Objective　The anatomical structure of T-type acetabular fracture is very complex with diverse mechanisms of injury, it's difficult to develop a unified surgical gold standard in the clinical treatment. Through the establishment of an effective T-type acetabular fracture of finite element model, the biomechanical stability difference of four different methods of internal fixation was compared.　Methods　Finite element modeling software was used to build a model of T-type acetabular fracture, and the relevant finite element software was used to establish the following 4 different internal fixation model: retrograde lag screws for two columns (A), the reconstruction plate for anterior column combined with lag screws for posterior column (B), reconstruction plate for posterior column combined with lag screws for anterior column (C) and reconstruction plates for two columns (D).

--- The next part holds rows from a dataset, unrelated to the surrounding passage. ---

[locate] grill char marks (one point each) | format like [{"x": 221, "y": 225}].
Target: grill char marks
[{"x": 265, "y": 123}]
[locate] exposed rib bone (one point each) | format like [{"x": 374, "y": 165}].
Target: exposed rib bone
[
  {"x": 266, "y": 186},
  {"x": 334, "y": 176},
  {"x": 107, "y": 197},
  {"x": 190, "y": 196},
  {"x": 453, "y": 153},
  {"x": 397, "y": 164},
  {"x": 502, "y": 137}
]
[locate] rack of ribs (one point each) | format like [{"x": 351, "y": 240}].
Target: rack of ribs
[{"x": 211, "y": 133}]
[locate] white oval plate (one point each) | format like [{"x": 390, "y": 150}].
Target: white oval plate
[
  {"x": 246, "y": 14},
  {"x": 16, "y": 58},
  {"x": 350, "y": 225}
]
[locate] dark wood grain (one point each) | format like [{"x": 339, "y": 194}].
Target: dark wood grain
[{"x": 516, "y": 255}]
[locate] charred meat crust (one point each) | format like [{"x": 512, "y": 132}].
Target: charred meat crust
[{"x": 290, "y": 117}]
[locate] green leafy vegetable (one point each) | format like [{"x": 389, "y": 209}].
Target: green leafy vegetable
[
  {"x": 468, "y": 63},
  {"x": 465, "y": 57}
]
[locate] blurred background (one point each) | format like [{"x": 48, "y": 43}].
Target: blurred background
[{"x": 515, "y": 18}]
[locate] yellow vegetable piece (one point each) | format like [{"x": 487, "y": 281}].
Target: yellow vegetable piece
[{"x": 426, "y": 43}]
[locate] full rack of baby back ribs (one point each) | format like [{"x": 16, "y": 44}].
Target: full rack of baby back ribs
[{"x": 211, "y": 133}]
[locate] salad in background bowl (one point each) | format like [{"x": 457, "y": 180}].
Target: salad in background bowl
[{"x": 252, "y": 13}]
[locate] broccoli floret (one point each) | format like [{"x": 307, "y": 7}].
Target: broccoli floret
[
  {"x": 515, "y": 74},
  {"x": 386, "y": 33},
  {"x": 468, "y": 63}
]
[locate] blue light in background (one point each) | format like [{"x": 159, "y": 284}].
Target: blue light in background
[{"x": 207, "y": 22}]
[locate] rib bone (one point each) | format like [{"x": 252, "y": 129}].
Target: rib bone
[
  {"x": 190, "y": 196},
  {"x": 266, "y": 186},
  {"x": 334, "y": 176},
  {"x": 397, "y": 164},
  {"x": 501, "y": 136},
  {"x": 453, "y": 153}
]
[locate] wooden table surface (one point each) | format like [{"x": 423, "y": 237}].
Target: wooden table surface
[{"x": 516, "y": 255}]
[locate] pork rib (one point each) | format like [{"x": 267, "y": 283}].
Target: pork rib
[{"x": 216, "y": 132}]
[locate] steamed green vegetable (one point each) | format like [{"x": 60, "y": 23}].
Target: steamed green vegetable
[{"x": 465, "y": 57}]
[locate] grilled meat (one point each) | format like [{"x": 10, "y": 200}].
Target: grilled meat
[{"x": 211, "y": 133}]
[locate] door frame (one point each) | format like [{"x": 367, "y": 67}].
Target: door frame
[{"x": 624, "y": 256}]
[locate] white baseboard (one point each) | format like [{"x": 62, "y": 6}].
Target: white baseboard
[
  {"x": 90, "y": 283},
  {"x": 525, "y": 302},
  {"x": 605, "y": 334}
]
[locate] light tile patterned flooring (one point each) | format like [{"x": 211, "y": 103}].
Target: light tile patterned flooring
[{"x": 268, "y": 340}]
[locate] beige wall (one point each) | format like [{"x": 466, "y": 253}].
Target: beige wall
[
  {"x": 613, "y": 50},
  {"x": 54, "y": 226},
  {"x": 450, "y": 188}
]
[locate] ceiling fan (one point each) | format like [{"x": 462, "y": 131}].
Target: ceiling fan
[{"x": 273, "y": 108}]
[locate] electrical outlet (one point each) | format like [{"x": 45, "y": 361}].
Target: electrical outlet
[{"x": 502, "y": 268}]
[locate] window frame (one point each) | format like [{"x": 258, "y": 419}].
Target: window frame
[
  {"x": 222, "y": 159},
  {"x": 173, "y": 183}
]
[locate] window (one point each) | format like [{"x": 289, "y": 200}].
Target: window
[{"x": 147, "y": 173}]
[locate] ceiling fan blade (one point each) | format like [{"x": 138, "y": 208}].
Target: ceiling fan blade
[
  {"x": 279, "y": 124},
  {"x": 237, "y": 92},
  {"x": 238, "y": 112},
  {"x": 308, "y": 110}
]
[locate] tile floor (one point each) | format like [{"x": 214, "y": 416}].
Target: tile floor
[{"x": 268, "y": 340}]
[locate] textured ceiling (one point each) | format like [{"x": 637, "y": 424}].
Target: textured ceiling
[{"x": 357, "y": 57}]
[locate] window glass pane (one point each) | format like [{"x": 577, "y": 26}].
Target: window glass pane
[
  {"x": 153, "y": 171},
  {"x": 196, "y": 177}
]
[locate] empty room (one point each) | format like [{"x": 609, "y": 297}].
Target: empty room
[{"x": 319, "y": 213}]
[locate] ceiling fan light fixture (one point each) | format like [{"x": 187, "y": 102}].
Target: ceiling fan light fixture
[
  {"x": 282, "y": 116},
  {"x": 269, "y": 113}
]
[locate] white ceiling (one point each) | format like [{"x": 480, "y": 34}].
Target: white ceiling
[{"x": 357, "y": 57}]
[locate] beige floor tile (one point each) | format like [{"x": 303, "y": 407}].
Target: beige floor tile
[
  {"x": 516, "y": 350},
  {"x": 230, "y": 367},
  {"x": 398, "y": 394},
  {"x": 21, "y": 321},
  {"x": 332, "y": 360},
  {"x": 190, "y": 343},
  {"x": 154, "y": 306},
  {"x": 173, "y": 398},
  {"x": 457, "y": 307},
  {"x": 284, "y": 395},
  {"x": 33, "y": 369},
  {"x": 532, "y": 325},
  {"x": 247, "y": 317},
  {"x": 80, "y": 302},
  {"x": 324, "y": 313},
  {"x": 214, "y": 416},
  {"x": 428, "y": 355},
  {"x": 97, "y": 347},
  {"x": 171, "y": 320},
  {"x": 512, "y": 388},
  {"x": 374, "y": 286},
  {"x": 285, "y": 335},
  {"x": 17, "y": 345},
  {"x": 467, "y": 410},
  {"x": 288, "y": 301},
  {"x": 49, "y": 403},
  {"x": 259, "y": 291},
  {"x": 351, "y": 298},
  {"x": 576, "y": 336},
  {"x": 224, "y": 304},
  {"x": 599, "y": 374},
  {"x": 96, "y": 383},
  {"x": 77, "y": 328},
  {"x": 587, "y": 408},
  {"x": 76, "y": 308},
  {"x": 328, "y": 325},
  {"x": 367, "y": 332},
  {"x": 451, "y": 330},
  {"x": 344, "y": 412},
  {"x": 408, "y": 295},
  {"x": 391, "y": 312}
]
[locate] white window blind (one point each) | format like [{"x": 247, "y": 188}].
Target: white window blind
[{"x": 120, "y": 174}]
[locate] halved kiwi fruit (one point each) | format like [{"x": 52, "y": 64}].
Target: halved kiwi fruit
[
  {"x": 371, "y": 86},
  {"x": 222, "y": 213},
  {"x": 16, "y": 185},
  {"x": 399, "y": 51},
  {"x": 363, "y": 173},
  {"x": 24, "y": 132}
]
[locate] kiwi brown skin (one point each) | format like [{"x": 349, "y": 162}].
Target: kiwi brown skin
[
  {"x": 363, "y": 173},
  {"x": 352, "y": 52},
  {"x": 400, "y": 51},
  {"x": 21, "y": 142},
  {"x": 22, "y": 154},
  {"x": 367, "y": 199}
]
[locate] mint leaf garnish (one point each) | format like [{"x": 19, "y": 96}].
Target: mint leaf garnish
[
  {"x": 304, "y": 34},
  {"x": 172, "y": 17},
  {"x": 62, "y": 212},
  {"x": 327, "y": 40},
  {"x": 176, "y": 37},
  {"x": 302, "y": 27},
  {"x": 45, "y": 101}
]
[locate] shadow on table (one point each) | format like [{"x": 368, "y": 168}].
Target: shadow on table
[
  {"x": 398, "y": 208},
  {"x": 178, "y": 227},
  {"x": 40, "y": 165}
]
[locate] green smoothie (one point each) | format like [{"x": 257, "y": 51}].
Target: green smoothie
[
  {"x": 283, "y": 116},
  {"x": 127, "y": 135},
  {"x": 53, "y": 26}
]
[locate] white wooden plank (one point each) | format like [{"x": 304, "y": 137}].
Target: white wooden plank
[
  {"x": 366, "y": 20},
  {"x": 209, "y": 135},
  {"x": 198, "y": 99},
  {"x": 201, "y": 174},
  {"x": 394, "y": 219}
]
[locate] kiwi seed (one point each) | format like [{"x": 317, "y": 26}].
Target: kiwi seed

Loading analysis was carried out with the models in a sitting or standing position.　Results　In standing and sitting positions , the maximum displacement and the mean node displacement of anterior and posterior column fracture lines of T-type acetabular fracture were both A＞B＞C＞D.　Conclusion 　Application of double-column reconstruction plate fixation treatment of T-type acetabular fractures has the best biomechanical stability ,followed by reconstruction plate for posterior column combined with lag screws for anterior column.

Key words: Hipbone；　Acetabular fracture;　 Internal fixation, 　Finite element, 　Biomechanics

ZHANG Yong-qiang,ZHANG Ying,XIA Yuan-jun, XIE Hui-bing, DAI Yuan-yuan, CHEN Ze-peng. Finite element analysis of four different kinds of internal fixation for acetabular fracture of T type[J]. Chinese Journal Of Clinical Anatomy, 2017, 35(3): 312-317.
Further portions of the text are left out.